Juvêncio Pedreira

Juvêncio chegou à vila na entrada do inverno. Veio pedalando uma bicicleta Monark. Chegou suado porque encontrou uma estrada com descidas e subidas que lhe exigiram fôlego. Todos os seus pertences estavam dentro da mala de garupa pendurada por cima do varão.

Pediu um copo de água e uma pousada no bar e salão de baile da localidade. O proprietário ofereceu um quarto desocupado no fundo do prédio e exigiu o pagamento adiantado. Combinaram a permanência de uma semana. Lá tinha uma cama com colchão de palha e um baú.

Juvêncio foi ficando. Conversava com os clientes do bar que vinham tomar uns tragos ou jogar carta. Muitas vezes, os frequentadores do local jogavam carta e bebiam além da conta. Ninguém lembrara de perguntar o sobrenome, até que um dia, um pinguço invocado lascou:

– Afinal de conta, quem tu é? Veio fazer o quê? Não tô gostando do teu jeito. Qual é o teu nome?

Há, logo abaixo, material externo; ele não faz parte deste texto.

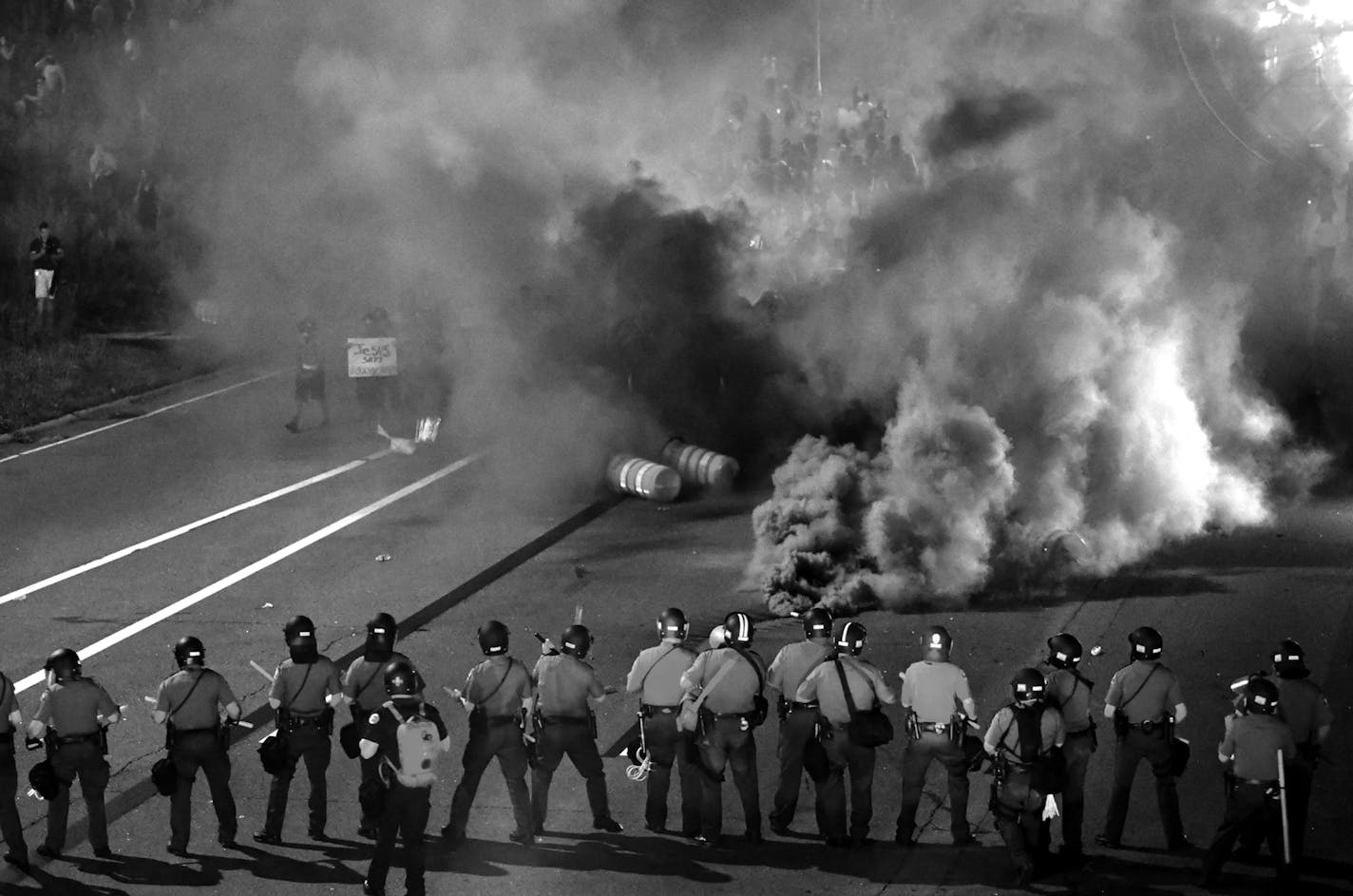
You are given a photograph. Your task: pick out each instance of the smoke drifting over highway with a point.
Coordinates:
(1045, 335)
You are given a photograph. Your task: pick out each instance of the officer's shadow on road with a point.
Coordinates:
(627, 854)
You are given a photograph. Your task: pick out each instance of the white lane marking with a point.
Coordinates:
(130, 420)
(18, 595)
(238, 576)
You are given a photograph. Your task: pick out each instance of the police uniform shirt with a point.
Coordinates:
(1072, 696)
(194, 696)
(366, 681)
(659, 670)
(824, 685)
(482, 686)
(72, 707)
(931, 689)
(382, 727)
(734, 691)
(793, 662)
(1304, 708)
(1157, 697)
(564, 685)
(9, 704)
(309, 700)
(1005, 730)
(1254, 740)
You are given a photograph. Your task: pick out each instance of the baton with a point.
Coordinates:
(1282, 797)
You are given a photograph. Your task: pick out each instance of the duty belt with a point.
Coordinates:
(651, 708)
(1149, 726)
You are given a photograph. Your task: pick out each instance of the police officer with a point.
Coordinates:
(727, 717)
(1250, 748)
(1069, 692)
(938, 703)
(11, 720)
(305, 691)
(73, 716)
(498, 692)
(797, 719)
(564, 724)
(408, 799)
(1021, 739)
(657, 678)
(364, 692)
(867, 689)
(188, 705)
(1307, 714)
(1145, 703)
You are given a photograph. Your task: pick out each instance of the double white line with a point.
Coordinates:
(197, 597)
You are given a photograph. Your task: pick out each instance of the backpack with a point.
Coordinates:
(417, 746)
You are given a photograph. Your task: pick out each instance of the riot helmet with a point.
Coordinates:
(300, 640)
(1063, 651)
(493, 638)
(401, 678)
(575, 640)
(64, 663)
(851, 638)
(380, 639)
(1289, 659)
(188, 651)
(817, 622)
(937, 641)
(672, 622)
(1261, 696)
(737, 630)
(1027, 686)
(1146, 643)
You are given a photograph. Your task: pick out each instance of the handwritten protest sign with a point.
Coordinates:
(372, 356)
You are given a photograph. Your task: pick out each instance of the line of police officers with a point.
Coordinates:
(698, 712)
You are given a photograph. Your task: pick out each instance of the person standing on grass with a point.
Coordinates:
(45, 254)
(310, 375)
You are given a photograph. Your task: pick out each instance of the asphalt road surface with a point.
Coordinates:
(206, 517)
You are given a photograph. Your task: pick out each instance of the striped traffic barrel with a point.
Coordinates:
(643, 478)
(699, 466)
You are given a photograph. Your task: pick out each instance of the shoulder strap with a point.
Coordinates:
(195, 682)
(653, 667)
(849, 700)
(714, 682)
(1139, 686)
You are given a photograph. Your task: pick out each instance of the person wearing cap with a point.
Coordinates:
(1021, 739)
(11, 720)
(190, 704)
(364, 692)
(305, 692)
(1305, 711)
(823, 685)
(1145, 703)
(657, 678)
(405, 735)
(1069, 692)
(563, 724)
(73, 716)
(498, 697)
(310, 375)
(1251, 750)
(938, 703)
(727, 717)
(797, 719)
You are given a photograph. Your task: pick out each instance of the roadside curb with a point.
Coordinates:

– Juvêncio Pedreira. Juvêncio Luis Pedreira.

– Que nome! Agora a minha dúvida aumentou. Deixa eu sair daqui.

Poucos dias depois, a morte do único barbeiro da localidade foi a oportunidade que Juvêncio precisava. Tinha alguma habilidade para fazer a barba (aprendera o ofício no quartel) e com um pouco de capricho daria conta do recado. Era só colono que chegava para dar uma alinhada no bigode, barba e cabelo. Sem muito luxo.

Mudou-se para a casa do barbeiro já que os filhos moravam em outra localidade e precisavam de alguém para cuidar e limpar o pátio. Conquistou clientela, alugou a casa e abriu uma bodega. Revelou-se um bom vendedor e negociante. Conseguiu uma licença para táxi. Casou.

Comprou a casa e o terreno. Ampliou o negócio. Abriu o primeiro mercado e venda de material de construção. Comprou um caminhão e um ônibus. Os negócios andavam bem. Tornou-se o comerciante com a maior frota de caminhões para transporte de carga do município. Os caminhões da empresa iam onde precisava: Minas Gerais, São Paulo, Paraná…

Trabalhava muito e exigia o mesmo dos funcionários. Tinha hora pra começar, mas não para terminar. Carteira assinada, direitos trabalhistas, férias, hora extra ou plano de saúde fora de cogitação. Deveriam “poupar para ter reserva na hora de precisão.”

O sucesso e progresso de Juvêncio conquistaram a admiração dos moradores da região. Achavam-no o máximo e propunham parceria. Era procurado por todos. Era o galo, o corajoso, ousado, arrojado, empreendedor. Surpreendeu e seduziu políticos e com eles se juntou. Emprestava dinheiro e prometia juros tentadores. O dinheiro vinha das poupanças dos agricultores.

Juvêncio já não era mais sua identidade. “Seu Pedreira”… “Senhor Pedreira” passou a ser chamado.

Revelava-se frio, duro e insensível quando surgia alguma dificuldade. Resolvia seus problemas, negócios, lucros. Megalomaníaco dizia aos que se queixavam que deviam fazer como ele: “trabalhem sem se lamentar e encontrem soluções para os problemas”

– “Self made man”, segundo o professor de inglês da escola, quando alguns alunos e pais faziam questionamentos.

– “Er gehört zu den Menschen, die aus eigener Kraft etwas geworden sind”, foi a definição de uma vizinha que muito o queria como genro.

Na mesma proporção que conquistava admiração, apareciam os comentários sobre a real situação econômica e financeira.

– Alguma coisa não está certa. Dinheiro não cai do céu. Aqui todo mundo trabalha e ninguém chega lá.

Um ex-empregado deixou escapar:

– A pedreira parece forte por fora. O dia que levar uma batida, ou uma paulada, os pedregulhos rolarão e todos vão descobrir o tamanho da encrenca. Tudo frio. Sonega imposto, não paga carteira. Não devolve dinheiro emprestado, os postos de gasolina e as oficinas já contabilizam as perdas. Juro não paga há tempo.

Passaram-se alguns anos e a decadência iniciou. Os empregados procuraram a justiça do trabalho, os bancos executaram hipotecas, a justiça leiloou os bens.

Um velho morador, ao comentar a atual situação de Juvêncio Pedreira, murmurou:

– Chegou com uma bicicleta, duas camisas, duas calças e duas cuecas. Montou um império, arruinou muita gente trabalhadora e honesta. Caiu.

Velho e sem forças para recomeçar, lembrou-se da aposentadoria que não teria porque nunca contribui para a previdência.

No último dia de agosto sucumbiu. “Não aguentou o J.J.A. (junho, julho e agosto)”. Saiu da vila sem nada e sem deixar saudades.